[Haskell-cafe] Re: Rewriting a famous library and using the same name: pros and cons

Wed Jun 9 23:25:14 EDT 2010

On 10 June 2010 12:38, sterl <s.clover at gmail.com> wrote:
> There's a big range of issues here, and to be honest I'm not sure if our
> ability to distinguished between them is helped by the title of this thread,
> which somewhat begs the question. That is to say, it isn't clear to me that
> calling the proposed changes to the fgl "rewriting a library" is necessarily
> accurate -- it seems more the case that these are incremental improvements
> of a library that require breaking API changes.

Except it is a re-write in the truest sense of the word: we started
completely from scratch.  We did compare our API with the current API
(in an attempt to keep function names, etc. the same where possible
because I'm hopeless at choosing names) but we didn't exactly take the
class as-is and then change it.  On the other hand, we were both
familiar with the current version of FGL and how it's layed out, so
there's probably some implicit influences from there as well.

Oh the other hand, it can also be considered as incremental
improvements: we wanted to keep the terminology and fundamental
concepts as similar as possible to avoid having a jarrring change in
how its used.  Instead, we focused on improving the current version:
using explicit data types for Context and Edge (for why Edge needs a
data type of its own, read the Graph section of "Fun with type
functions" by Oleg, SPJ and Chung-chieh Shan) rather than tuple
aliases; allowing restrictions on the label types (though we've just
come across a problem where this doesn't play nicely with mapping
functions); increasing the scope for per-instance optimisations, etc.

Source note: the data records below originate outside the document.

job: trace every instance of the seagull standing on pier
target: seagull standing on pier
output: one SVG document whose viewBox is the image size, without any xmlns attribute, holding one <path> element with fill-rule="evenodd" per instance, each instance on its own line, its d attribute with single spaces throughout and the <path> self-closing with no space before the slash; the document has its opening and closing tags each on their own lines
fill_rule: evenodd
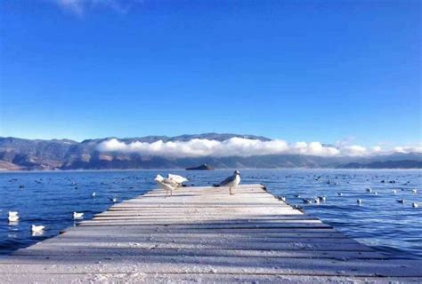
<svg viewBox="0 0 422 284">
<path fill-rule="evenodd" d="M 179 186 L 178 182 L 168 178 L 164 178 L 161 175 L 157 175 L 154 180 L 159 188 L 166 190 L 166 196 L 168 195 L 168 192 L 170 192 L 170 196 L 172 196 L 173 191 Z"/>
<path fill-rule="evenodd" d="M 231 177 L 227 178 L 223 181 L 222 181 L 219 185 L 214 185 L 216 187 L 223 186 L 229 187 L 229 193 L 230 195 L 234 195 L 231 193 L 231 187 L 236 187 L 240 183 L 240 173 L 239 170 L 235 170 L 234 174 Z"/>
<path fill-rule="evenodd" d="M 183 178 L 182 176 L 179 176 L 179 175 L 173 175 L 173 174 L 168 174 L 167 176 L 167 178 L 168 179 L 171 179 L 172 181 L 177 183 L 177 186 L 182 186 L 182 184 L 188 181 L 188 178 Z"/>
</svg>

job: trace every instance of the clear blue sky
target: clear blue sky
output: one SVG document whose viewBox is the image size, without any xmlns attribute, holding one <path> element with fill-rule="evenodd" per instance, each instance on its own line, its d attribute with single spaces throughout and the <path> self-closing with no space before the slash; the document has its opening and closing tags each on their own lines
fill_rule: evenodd
<svg viewBox="0 0 422 284">
<path fill-rule="evenodd" d="M 0 136 L 421 141 L 421 1 L 73 2 L 0 2 Z"/>
</svg>

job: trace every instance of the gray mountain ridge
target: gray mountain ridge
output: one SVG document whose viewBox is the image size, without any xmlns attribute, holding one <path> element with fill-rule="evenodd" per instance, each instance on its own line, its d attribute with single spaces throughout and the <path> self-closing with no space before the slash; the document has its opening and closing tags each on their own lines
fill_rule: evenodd
<svg viewBox="0 0 422 284">
<path fill-rule="evenodd" d="M 158 140 L 189 141 L 207 138 L 223 141 L 233 137 L 271 141 L 271 138 L 240 134 L 204 133 L 193 135 L 147 136 L 118 138 L 125 143 L 151 143 Z M 139 154 L 101 153 L 97 146 L 111 138 L 86 139 L 23 139 L 0 138 L 0 170 L 129 170 L 129 169 L 184 169 L 203 163 L 215 169 L 279 169 L 279 168 L 346 168 L 346 169 L 422 169 L 421 154 L 400 154 L 369 157 L 322 157 L 302 154 L 268 154 L 248 157 L 168 158 L 142 156 Z"/>
</svg>

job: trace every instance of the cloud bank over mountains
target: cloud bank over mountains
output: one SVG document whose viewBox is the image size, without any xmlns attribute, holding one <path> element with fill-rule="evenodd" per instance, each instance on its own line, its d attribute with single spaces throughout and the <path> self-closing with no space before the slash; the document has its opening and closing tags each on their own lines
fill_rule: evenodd
<svg viewBox="0 0 422 284">
<path fill-rule="evenodd" d="M 134 141 L 125 143 L 117 138 L 103 141 L 97 146 L 100 152 L 121 152 L 139 154 L 149 156 L 170 158 L 192 157 L 248 157 L 268 154 L 304 154 L 323 157 L 350 156 L 364 157 L 382 155 L 393 153 L 422 153 L 422 145 L 417 146 L 396 146 L 393 149 L 383 149 L 377 146 L 364 147 L 359 145 L 327 146 L 321 142 L 296 142 L 275 139 L 262 141 L 244 138 L 231 138 L 223 141 L 194 138 L 189 141 L 162 140 L 148 143 Z"/>
</svg>

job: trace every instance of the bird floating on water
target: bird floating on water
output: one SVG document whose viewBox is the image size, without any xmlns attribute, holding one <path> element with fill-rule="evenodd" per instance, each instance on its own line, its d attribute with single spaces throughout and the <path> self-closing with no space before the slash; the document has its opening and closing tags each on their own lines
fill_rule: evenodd
<svg viewBox="0 0 422 284">
<path fill-rule="evenodd" d="M 325 201 L 327 200 L 327 196 L 318 196 L 320 201 Z"/>
<path fill-rule="evenodd" d="M 84 217 L 84 213 L 73 212 L 74 219 L 81 219 Z"/>
<path fill-rule="evenodd" d="M 234 193 L 231 193 L 231 187 L 236 187 L 240 183 L 240 172 L 239 170 L 235 170 L 231 177 L 227 178 L 223 181 L 222 181 L 218 185 L 214 185 L 214 186 L 220 187 L 229 187 L 229 194 L 233 195 Z"/>
<path fill-rule="evenodd" d="M 44 226 L 42 225 L 31 225 L 32 233 L 42 233 L 45 228 L 45 226 Z"/>
<path fill-rule="evenodd" d="M 9 211 L 8 219 L 10 222 L 16 222 L 19 220 L 18 211 Z"/>
<path fill-rule="evenodd" d="M 281 201 L 286 201 L 286 196 L 278 196 L 277 199 Z"/>
</svg>

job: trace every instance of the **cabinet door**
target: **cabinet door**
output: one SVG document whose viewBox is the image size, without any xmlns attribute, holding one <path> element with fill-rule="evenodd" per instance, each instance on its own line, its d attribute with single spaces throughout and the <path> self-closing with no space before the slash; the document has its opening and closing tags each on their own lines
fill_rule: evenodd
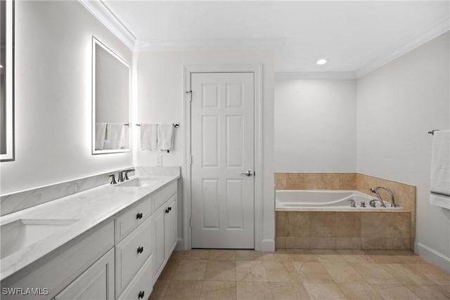
<svg viewBox="0 0 450 300">
<path fill-rule="evenodd" d="M 114 248 L 60 292 L 56 300 L 114 299 Z"/>
<path fill-rule="evenodd" d="M 153 223 L 153 275 L 154 281 L 160 275 L 165 262 L 165 219 L 166 206 L 160 207 L 151 216 Z"/>
<path fill-rule="evenodd" d="M 166 260 L 169 259 L 169 256 L 176 245 L 178 237 L 176 235 L 176 195 L 173 195 L 168 201 L 165 207 L 167 208 L 167 213 L 165 215 L 165 230 L 166 235 L 165 250 Z"/>
</svg>

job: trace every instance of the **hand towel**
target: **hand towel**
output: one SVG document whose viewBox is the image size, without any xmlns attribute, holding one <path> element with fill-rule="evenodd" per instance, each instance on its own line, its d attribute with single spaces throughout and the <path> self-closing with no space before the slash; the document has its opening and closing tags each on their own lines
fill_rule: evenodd
<svg viewBox="0 0 450 300">
<path fill-rule="evenodd" d="M 450 209 L 450 131 L 435 131 L 430 202 Z"/>
<path fill-rule="evenodd" d="M 119 150 L 125 146 L 125 125 L 123 123 L 108 123 L 106 141 L 103 149 Z"/>
<path fill-rule="evenodd" d="M 106 123 L 96 123 L 96 150 L 103 150 L 106 138 Z"/>
<path fill-rule="evenodd" d="M 157 129 L 155 124 L 141 124 L 141 149 L 154 150 L 157 148 Z"/>
<path fill-rule="evenodd" d="M 158 150 L 169 151 L 174 145 L 174 126 L 170 124 L 158 125 Z"/>
</svg>

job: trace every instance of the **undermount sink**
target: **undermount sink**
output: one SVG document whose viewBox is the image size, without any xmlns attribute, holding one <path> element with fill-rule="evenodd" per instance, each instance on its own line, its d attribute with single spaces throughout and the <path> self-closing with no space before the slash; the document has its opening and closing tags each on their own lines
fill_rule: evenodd
<svg viewBox="0 0 450 300">
<path fill-rule="evenodd" d="M 118 183 L 115 185 L 114 186 L 121 187 L 121 188 L 127 188 L 127 187 L 143 187 L 148 186 L 152 183 L 156 181 L 158 179 L 156 178 L 135 178 L 133 179 L 130 179 L 125 182 Z"/>
<path fill-rule="evenodd" d="M 1 259 L 67 228 L 78 220 L 19 219 L 0 226 Z"/>
</svg>

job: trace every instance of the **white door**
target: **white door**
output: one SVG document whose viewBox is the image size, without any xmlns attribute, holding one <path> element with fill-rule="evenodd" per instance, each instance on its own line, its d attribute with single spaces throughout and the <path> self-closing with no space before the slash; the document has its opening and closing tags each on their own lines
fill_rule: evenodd
<svg viewBox="0 0 450 300">
<path fill-rule="evenodd" d="M 193 248 L 255 247 L 254 77 L 192 74 Z"/>
</svg>

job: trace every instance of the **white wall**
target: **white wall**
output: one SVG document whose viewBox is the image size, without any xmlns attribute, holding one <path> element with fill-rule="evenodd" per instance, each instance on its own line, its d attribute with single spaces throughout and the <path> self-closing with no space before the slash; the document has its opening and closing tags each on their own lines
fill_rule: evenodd
<svg viewBox="0 0 450 300">
<path fill-rule="evenodd" d="M 274 237 L 274 77 L 272 51 L 143 51 L 138 52 L 138 122 L 179 122 L 176 129 L 174 150 L 170 153 L 142 151 L 138 148 L 138 165 L 153 165 L 155 157 L 162 155 L 163 165 L 183 166 L 184 66 L 195 65 L 263 65 L 263 176 L 264 228 L 261 240 Z M 184 171 L 184 170 L 182 170 Z M 182 197 L 179 199 L 179 238 L 183 237 Z"/>
<path fill-rule="evenodd" d="M 431 129 L 450 129 L 449 32 L 357 82 L 357 171 L 417 186 L 416 252 L 450 271 L 450 211 L 430 204 Z"/>
<path fill-rule="evenodd" d="M 275 81 L 275 171 L 356 171 L 356 80 Z"/>
<path fill-rule="evenodd" d="M 92 155 L 91 36 L 131 65 L 132 53 L 78 1 L 15 1 L 15 161 L 0 164 L 1 194 L 133 164 Z"/>
</svg>

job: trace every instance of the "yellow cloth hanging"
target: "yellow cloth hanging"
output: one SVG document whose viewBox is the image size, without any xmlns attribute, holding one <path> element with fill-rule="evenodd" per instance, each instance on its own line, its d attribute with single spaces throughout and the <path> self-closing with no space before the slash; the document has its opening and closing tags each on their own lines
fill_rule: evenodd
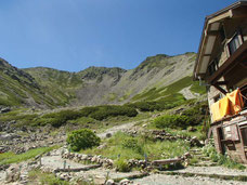
<svg viewBox="0 0 247 185">
<path fill-rule="evenodd" d="M 226 94 L 229 100 L 231 101 L 231 114 L 236 115 L 238 114 L 242 108 L 244 107 L 244 101 L 240 95 L 240 90 L 237 89 L 233 91 L 232 93 Z"/>
<path fill-rule="evenodd" d="M 212 120 L 218 121 L 226 116 L 236 115 L 243 107 L 244 101 L 238 89 L 211 105 Z"/>
</svg>

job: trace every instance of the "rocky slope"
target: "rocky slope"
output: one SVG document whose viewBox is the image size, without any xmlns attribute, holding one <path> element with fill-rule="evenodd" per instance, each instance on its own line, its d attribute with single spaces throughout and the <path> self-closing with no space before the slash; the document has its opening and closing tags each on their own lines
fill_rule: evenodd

So in a sense we did a re-write that happened to come close to the
current definition.  This is not to say that this is because the
current API is close to an ideal perfect API, but rather because we
were focussing on developing something _like_ the current version
without worrying about compatability too much.

> So on the concrete issue at hand, I'd be for the new fgl version being
> developed under some new provisional name, and taking pains to provide a
> compatibility layer where possible. Then, after we see what the changes
> really are, coming to some informed decision on whether to rebrand it as the
> real fgl version 6. If so, the old stable fgl can be put up on hackage as
> fgl98, which lets packages which want to stick with it do so while avoiding
> any possibility of the dread diamond dependency.

Considering the "rename the old version" issues first:

* It won't solve the problem of people not specifying correct
constraints on the version of fgl used, since it means they'd have to
edit their dependencies to use fgl98 or whatever anyway.

* Calling it "fgl98" is on a slippery slope: what happens when
GHC-6.14 comes out with Haskell2010 support?  Do we then release an
fgl2010 version as well? (I believe Ross brought this problem up
already).

* I'm wanting people to move _off_ of the old version of fgl.  The
only real advantage (though how practical this will be in the real
world is debateable IMHO) is that the current version doesn't use any
extensions whereas the new one does (and they're needed to provide the
asked-for functionality of letting instance writers constrain the
types of labels - i.e. the reason why Set isn't an instance of Functor
- and to have custom Node types).  Since (like it or not) for the most
part when people write Haskell code they use GHC and GHC supports
these extensions, I do not think this is that much of a problem (I am
open to being convinced otherwise about this though; I think it would
be _great_ if there were other Haskell compilers that were as good as
if not better than GHC in terms of runtime, etc. ... until I start
considering how to manage two different compilers in Gentoo, etc. :p).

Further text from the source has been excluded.